Scottish Power has confirmed that it will close its iconic Longannet coal-fired power station within a year after refusing to pay up to £40 million a year in grid connection charges in a UK government policy which fiscally favours power stations in SEUK (South East UK)
More than 250 direct-employed workers will be made redundant and up to 1,000 more jobs in west Fife could also be a risk after the company failed to agree a generation and supply deal with National Grid.
Scottish Energy Minister Fergus Ewing is expected to make a full statement to Holyrood MPs in the Scottish Parliament tomorrow. Yesterday, he held crisis talks with both Scottish Power and Fife Council.
Scottish Power’s loss at Longannet is, however, an economic gain for rival Scottish generator, Perth –based SSE which gained a £15 million National Grid’s tender for ‘transmission constraint management services’ for Scotland in 2016/17.
This means, in effect, SSE will be paid to switch on its gas-fired Peterhead power station to meet peak-demand for UK electricity on an ad-hoc, responsive-basis.
The closure of the coal-fired giant 2400 MW station could mean that Scotland will in future have to rely on importing electricity from rUK.
Scottish Power’s bid for this contract was rejected by National Grid and as a result the company has said that in all likelihood it will be forced to close Longannet by March 2016.
Consequently, the formal death sentence on Longannet was formally announced by Neil Clitheroe, Chief Executive, Scottish Power (Retail and Generation), who said:
“We are extremely disappointed with National Grid’s decision as Scottish Power submitted a competitive bid that reflected our commitment to protecting the immediate future of Longannet Power Station.
“As we have said previously, the decision by National Grid means that, in all likelihood, we will be forced to announce the closure of Longannet by March 2016.
“Everyone will appreciate that it is a concerning time for all our people and we will do everything in our power to manage the outcome of this process as best we can.
“The issue regarding punitive Transmission Charges has not changed, and this still negatively impacts the future of the station.
“Beyond that, the current Transmission Charging regime is a major barrier to any future investment in flexible thermal power generation in Scotland.
“In any future scenario for Scotland, it is vital that the network here is supported by flexible generation to compliment renewables.”
Ewing said: “My first and foremost thoughts are with the hundreds of direct employees at Longannet power station, and the many more who are dependent on the plant.
“Whilst I of course welcome the news that Peterhead power station has secured a contract from National Grid, given its huge strategic importance to Scotland, the news that Longannet is now likely to close prematurely is very concerning for the Scottish Government.
“Of course there has been broad consensus that the electricity system in Scotland will be less resilient if Longannet closes prematurely.
“It is vital therefore that these discussions also explore all possible options for averting the premature closure of the site, such as possible action to address discriminatory transmission charges, whether additional National Grid contracts could be available and whether the restoration coal proposal – mentioned in the UK Budget – could help the station’s economics.”

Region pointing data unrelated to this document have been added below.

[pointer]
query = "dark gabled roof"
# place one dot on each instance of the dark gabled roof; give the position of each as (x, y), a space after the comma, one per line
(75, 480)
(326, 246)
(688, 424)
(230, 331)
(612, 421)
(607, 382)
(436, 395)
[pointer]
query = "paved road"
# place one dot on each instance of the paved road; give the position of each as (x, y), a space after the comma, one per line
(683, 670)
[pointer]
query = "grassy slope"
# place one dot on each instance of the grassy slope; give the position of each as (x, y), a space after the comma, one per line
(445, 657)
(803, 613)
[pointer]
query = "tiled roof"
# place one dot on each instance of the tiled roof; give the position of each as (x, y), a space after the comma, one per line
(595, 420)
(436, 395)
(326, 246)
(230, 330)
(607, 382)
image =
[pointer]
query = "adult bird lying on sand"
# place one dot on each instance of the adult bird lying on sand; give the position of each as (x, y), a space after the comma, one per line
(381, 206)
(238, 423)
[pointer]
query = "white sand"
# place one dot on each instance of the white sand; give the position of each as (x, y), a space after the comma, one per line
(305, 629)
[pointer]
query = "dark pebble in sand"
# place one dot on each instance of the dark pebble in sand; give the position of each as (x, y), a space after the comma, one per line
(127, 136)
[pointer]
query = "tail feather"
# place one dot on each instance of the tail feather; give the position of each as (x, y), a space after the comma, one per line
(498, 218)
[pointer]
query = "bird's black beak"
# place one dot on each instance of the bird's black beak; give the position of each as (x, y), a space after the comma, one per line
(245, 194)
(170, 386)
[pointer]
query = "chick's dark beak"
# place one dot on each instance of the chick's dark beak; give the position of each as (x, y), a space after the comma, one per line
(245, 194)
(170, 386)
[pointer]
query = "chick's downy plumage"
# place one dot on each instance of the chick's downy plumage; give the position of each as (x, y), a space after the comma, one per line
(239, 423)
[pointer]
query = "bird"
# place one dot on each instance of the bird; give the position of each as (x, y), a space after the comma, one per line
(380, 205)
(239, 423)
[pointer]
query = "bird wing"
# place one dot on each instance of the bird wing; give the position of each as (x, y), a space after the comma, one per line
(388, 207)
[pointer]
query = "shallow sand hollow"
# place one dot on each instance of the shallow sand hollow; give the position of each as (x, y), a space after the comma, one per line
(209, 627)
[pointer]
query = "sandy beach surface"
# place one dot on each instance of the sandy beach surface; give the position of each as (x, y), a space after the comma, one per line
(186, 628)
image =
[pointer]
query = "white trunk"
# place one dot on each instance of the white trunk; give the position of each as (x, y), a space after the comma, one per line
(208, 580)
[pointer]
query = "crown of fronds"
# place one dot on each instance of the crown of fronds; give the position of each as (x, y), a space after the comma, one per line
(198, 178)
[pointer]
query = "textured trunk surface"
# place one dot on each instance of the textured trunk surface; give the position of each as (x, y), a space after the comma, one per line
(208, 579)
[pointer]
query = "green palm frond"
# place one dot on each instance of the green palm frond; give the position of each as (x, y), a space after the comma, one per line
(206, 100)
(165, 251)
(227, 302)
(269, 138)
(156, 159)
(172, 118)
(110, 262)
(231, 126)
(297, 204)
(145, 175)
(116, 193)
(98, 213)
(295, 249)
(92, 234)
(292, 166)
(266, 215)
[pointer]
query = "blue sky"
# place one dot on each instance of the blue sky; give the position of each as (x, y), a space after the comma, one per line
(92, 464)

“We will look to engage all relevant authorities and agencies alongside Scottish Power to secure the best possible outcomes for those affected throughout the local economy and further afield. This activity will require cross-party support and close working between all of the relevant authorities.”
Hector Grant, Chief Executive of the Industrial and Power Association, said last night: “The earlier than anticipated closure of Longannet has not taken the industry by surprise.
“Only last Thursday at our Power Scotland Conference this was the topic of considerable discussion both by presenters and delegates alike.
“The Industrial and Power Association would emphasise that although there may be sufficient capacity to meet demand in Scotland at the moment, it would be prudent to ensure that plans are in place for sufficient baseload to give flexible generation availability over the coming years as we begin to see both of Scotland’s nuclear stations coming to the end of their lives.
“Planning needs to start now as without this we may well become reliant on importing power through existing and new inter-connectors from the other home countries and further afield.”
Longannet would have been due to close by 2020 under EU, UK and Scot-Government regulations aimed at cutting greenhouse gas emissions – which went up in the latest annual figures announced by St. Andrew’s House last week.
The UK Dept for Energy (DECC) commented: “Next year’s possible closure of Longannet is unwelcome news for the workforce and the UK government will do everything possible to assist them.
“The Department for Energy and Climate Change takes security of supply very seriously and has worked with National Grid to put in place an effective plan to secure electricity supply.
“National Grid have confirmed they continually assess the risks to security of supply across GB and have the tools to address any issues, including major plant closures, that emerge both nationally and in Scotland.”
“So the contract it awarded to SEE is good news for Peterhead, a plant that is developing carbon capture and storage technology which will help towards our carbon emission objectives. This will also help maintain high levels of electricity security for Scotland.”
Holyrood MP Murdo Fraser, Chairman of the Scottish Parliament’s Energy Committee, said: “We have known for some time that Longannet was going to have to close, but it’s disappointing this has been brought forward.
“It illustrates once again why the Scottish government has to change tack on energy policy.”